Stroke is both an acute disease and a chronic condition. While the acute phase is associated with cell death and secondary injury, the chronic phase is characterized by insufficient neurorepair mechanisms. Most monotherapies fail because the drugs are not effective in the chronic phase. Rehabilitation has been used to improve neurofunction in the chronic phase, but its efficacy is slow and limited. An ideal therapy would ameliorate the injury in both phases and therefore include a combination of rehabilitation and an agent that provides both neuroprotection and repair, such as GSNO.
Dr. Singh and her colleagues from MUSC (Drs. Mushfiquddin Khan, Harutoshi Sakakima and Inderjit Singh) induced stroke in rats, which were then assigned to one of five treatment groups. The first group received no treatment; the second group was treated with exercise; the third group with GSNO; the fourth group received both exercise and GSNO treatment; and the fifth group received a sham treatment. In the exercise treatment, rats were required to run on a rotating rod motor unit at a constant speed for 20 minutes a day. GSNO was administered throughout the treatment period.
Animals in each group were evaluated for neurological function, motor behavior, and locomotor function before and after the procedure. The size of the infarct was measured. At 7 and 14 days after stroke was induced, brain tissue samples were removed and tested.

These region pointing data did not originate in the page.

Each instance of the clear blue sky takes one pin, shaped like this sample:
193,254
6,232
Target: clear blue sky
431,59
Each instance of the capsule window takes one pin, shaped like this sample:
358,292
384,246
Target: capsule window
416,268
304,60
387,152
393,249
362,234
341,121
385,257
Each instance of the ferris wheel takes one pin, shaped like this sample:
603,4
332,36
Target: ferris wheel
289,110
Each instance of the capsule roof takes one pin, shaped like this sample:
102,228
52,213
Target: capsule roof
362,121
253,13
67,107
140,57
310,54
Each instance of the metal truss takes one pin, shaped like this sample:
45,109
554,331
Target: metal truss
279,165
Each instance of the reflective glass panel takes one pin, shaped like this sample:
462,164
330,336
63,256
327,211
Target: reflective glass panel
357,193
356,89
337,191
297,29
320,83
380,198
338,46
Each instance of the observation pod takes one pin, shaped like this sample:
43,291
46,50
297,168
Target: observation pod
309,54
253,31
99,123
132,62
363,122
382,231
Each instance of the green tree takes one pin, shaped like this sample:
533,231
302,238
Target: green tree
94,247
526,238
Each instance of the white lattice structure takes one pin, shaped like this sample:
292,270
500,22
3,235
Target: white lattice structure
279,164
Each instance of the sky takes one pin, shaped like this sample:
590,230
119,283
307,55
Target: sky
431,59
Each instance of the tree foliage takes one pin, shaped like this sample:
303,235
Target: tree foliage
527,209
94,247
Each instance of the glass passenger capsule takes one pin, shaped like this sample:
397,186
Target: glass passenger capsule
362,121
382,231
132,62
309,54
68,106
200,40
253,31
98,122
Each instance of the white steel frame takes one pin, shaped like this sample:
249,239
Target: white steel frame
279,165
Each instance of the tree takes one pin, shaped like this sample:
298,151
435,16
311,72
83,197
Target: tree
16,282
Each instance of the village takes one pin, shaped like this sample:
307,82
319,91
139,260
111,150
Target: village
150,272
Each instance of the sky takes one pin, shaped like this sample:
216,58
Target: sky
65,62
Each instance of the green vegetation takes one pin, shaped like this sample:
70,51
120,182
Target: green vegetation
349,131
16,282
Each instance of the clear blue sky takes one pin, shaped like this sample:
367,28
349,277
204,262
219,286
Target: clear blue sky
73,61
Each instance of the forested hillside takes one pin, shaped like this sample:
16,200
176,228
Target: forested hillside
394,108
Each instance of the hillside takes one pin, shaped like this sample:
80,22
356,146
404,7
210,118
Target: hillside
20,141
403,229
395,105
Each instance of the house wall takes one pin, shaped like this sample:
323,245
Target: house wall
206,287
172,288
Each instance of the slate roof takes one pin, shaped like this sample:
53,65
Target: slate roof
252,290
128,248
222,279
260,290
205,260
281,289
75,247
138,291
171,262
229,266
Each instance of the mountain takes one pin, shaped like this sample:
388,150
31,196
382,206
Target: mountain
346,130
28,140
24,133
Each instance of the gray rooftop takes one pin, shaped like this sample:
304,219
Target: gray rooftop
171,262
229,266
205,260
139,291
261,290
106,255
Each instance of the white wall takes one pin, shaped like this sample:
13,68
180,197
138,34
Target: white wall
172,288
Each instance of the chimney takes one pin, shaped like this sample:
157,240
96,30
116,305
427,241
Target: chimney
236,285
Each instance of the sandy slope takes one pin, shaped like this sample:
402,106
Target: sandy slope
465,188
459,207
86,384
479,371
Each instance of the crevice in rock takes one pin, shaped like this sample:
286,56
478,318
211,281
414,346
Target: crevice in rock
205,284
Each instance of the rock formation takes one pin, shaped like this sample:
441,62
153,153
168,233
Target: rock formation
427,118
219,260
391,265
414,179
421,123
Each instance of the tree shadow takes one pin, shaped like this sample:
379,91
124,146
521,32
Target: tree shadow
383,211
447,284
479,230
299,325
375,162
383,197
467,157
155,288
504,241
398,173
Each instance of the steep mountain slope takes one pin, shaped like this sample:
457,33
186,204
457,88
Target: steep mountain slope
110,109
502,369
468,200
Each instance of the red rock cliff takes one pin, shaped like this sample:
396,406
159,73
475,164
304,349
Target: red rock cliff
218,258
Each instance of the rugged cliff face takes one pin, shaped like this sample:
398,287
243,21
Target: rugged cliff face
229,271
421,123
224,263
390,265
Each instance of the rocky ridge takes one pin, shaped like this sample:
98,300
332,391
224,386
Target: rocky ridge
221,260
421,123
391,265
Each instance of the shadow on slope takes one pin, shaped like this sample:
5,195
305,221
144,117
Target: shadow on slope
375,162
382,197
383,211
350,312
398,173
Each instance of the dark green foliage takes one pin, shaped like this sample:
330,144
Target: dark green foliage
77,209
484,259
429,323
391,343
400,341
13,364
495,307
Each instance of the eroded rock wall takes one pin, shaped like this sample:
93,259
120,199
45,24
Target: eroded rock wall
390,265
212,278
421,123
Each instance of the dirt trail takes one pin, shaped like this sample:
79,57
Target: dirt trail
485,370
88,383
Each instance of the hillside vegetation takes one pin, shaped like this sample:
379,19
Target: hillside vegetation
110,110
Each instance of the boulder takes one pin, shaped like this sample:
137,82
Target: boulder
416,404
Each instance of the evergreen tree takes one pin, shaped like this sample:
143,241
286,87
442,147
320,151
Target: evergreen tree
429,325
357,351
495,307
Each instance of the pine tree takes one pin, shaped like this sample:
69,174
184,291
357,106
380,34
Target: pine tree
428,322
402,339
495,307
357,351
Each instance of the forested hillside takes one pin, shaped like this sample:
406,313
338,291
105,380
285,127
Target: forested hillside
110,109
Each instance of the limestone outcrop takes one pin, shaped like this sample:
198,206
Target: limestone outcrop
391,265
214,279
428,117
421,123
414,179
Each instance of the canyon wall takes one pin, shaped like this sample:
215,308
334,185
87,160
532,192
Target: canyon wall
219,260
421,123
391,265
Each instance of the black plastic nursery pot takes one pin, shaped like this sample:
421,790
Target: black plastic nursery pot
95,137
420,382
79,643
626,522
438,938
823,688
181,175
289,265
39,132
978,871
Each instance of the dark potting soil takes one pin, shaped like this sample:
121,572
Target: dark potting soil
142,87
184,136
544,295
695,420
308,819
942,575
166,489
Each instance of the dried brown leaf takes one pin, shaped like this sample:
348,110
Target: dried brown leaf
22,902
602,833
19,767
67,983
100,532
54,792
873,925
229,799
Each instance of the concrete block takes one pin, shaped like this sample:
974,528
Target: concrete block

Administration of GSNO not only reduced brain injury but also improved neurological scores. Exercise alone could not significantly reduce infarct volume, because the exercise started 72 hours post procedure and infarctions occur before then. However, exercise did improve neurobehavioral functions. Combining the therapies had a synergistic effect, and provided greater functional improvement than either GSNO or exercise alone.
Analysis of the brain tissue found that GSNO accelerates the recovery of neurological and motor functions and enhances the benefit of exercise by stimulating the expression of neurotrophic factor BDNF and its receptors, which play critical roles in neurorepair processes, and by activating Akt, a protein involved in cell proliferation. Dr. Singh and her collaborators Drs. Mushfiquddin Khan and Inderjit Singh conclude, "GSNO is an attractive candidate to be investigated in humans for neurorepair and rehabilitation following stroke."